Let’s celebrate All Hallows’ Eve with a tribute to our true heroes: those grandparents without whom we would never have had the gift of life
I only knew my mom’s mother while I was growing up. I was told my other three grandparents had gone to heaven before I was born. While she was by no means a wealthy widow, whenever Grandma Rossi visited our home, she always managed to give 10 cents to each of us seven kids. As a tyke, and thanks to her generosity, I quickly learned there was no difference in the monetary worth of 10 pennies or two nickels or one dime — even though the latter was the smallest of those treasured, hard-earned coins. The size of her heart far exceeded the size of her purse, and we loved her a million times over and told her so with hugs and kisses.
Besides love, we also learned the virtue of gratitude due to her charity and the virtue of respect for the years of experience she displayed through the careworn features in her ever-smiling face. In fact, we learned to be deferential toward all of our elders and to be especially helpful and gentle if they sported a head full of gray hair.

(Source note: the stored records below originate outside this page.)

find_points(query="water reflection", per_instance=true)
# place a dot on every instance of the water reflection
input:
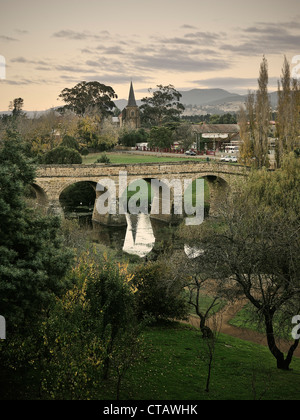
(139, 239)
(141, 236)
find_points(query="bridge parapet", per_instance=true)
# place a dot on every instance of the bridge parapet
(53, 179)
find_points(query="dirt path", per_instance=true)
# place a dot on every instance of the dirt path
(242, 333)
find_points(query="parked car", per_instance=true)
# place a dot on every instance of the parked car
(228, 158)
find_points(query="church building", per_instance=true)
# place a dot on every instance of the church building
(130, 116)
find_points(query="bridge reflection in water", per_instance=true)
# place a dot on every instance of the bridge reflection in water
(140, 236)
(139, 239)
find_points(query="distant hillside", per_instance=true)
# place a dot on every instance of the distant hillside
(206, 96)
(196, 101)
(216, 101)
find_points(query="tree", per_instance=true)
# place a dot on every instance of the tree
(33, 262)
(89, 96)
(255, 123)
(288, 121)
(263, 112)
(160, 137)
(62, 156)
(257, 248)
(16, 107)
(159, 294)
(164, 105)
(247, 132)
(131, 138)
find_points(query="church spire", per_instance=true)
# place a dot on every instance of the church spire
(131, 99)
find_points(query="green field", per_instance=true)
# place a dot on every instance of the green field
(127, 158)
(173, 365)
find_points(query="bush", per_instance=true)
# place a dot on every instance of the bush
(103, 159)
(70, 142)
(158, 294)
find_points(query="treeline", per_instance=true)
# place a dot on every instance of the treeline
(227, 118)
(254, 120)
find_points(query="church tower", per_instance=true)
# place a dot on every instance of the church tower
(131, 114)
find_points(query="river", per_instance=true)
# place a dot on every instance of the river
(140, 237)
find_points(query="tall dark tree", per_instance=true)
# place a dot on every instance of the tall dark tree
(257, 248)
(32, 260)
(16, 107)
(89, 96)
(163, 106)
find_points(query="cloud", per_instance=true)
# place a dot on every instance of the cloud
(84, 35)
(178, 60)
(266, 38)
(21, 32)
(8, 38)
(24, 60)
(233, 83)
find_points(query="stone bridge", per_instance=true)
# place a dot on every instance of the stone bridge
(52, 180)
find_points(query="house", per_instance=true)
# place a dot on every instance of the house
(216, 136)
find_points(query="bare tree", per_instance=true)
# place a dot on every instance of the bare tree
(257, 246)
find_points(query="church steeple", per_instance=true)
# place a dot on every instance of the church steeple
(131, 99)
(131, 114)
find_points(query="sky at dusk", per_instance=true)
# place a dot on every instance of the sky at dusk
(49, 46)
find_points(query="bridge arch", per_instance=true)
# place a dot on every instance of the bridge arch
(40, 195)
(74, 195)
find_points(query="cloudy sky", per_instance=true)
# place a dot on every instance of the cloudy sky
(50, 45)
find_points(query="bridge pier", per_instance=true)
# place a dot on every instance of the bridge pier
(54, 208)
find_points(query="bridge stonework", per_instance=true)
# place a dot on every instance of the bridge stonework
(52, 180)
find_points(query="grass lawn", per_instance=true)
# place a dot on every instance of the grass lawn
(126, 158)
(173, 366)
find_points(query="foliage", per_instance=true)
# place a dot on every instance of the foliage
(89, 96)
(33, 263)
(103, 159)
(288, 121)
(16, 107)
(158, 293)
(87, 329)
(131, 138)
(62, 156)
(255, 123)
(258, 247)
(160, 137)
(70, 142)
(164, 105)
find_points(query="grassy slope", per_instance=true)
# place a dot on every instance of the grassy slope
(120, 158)
(173, 366)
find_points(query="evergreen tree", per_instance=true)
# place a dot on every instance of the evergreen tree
(32, 260)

When I was 6, I instinctively knew I could easily outrun all the senior citizens in our neighborhood, but I didn’t dare. I was expected to walk at their pace and to listen carefully to whatever they had to say. They always had words of wisdom to share. We children were to speak only when they spoke to us and to answer loudly if they asked a question. Hearing aids were expensive and unnecessary since young lungs could shout louder than any siren. Actually being allowed to scream became a sort of fun game to get them to say we didn’t have to yell because they could hear us just fine — even though they couldn’t really.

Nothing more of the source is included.